Charlotte's moods always softened under her father's cajolery; not that she was more fond of him than of her mother; but these two had more ground for mutual sympathy and understanding; and pity for his vaguely harassed countenance was never far absent from her heart.

"I am having just now," the King went on, "a very trying and disturbing time—in ways that I don't want to talk about. Do try, child, not to add to my anxieties."

Charlotte, feeling compunction working within her, thought hard for a while. "Before he comes——" she said, and stopped. "Papa, when does he come?"

"Not till after the winter session has opened—perhaps about Christmas."

"Well, before he comes, then, I want to go away quite by myself for three weeks or a fortnight, and then—I'll think about it. If, when the time comes, you want me to see him I will, and I promise not to be rude to him. But he shan't think that I have been waiting for him, or that I want to have anything to do with him; I shall make that quite plain."

"Then I do hope that you know what not being rude means," put in the Queen; "for I must say that doesn't sound like it."

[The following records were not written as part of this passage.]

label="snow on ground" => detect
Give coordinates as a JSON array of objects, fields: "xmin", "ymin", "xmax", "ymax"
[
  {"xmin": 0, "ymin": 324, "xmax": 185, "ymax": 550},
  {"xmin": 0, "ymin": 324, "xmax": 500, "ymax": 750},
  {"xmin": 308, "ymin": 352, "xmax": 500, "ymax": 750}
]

"Oh, I will provide a safe margin," replied Charlotte. "He shall have nothing to complain of. If I do see him I will be as nice to him as ever I can; much nicer than you have been to me!"

"Now, my dear, don't begin scuffling again!" said her father deprecatingly. "Very well; that's settled then."

"And you will give me that fortnight?"

"Longer, my dear, if you wish."

"No," said the Queen, "a fortnight is quite enough, if she means to spend it pretending to be a Trojan woman."

"If I stay away longer than a fortnight," said Charlotte, "you can send and fetch me." Then she turned to her father. "I am very sorry, papa, ever to have to pain you: but you don't know how dreadful it feels if one isn't allowed to be oneself."

"Oh, don't I?" exclaimed his Majesty. "My dear, if you knew what being a king was really like—but there, we won't talk politics now! By the way, as you came back before we did, do you happen to know what has become of Max?"

"I haven't seen him," said Charlotte with a certain air of discretion; "but I had a line from him in answer to one I wrote on my arrival: and he does seem to have been doing something at last."

"What has he been doing?"

"Getting his head broken."

"Good gracious!" exclaimed the Queen. "However did he come to do that?"

"He says he was working among the strikers and got hit. Nobody knows about it, and he doesn't want it known. He writes that he is being very well looked after at some private nursing place."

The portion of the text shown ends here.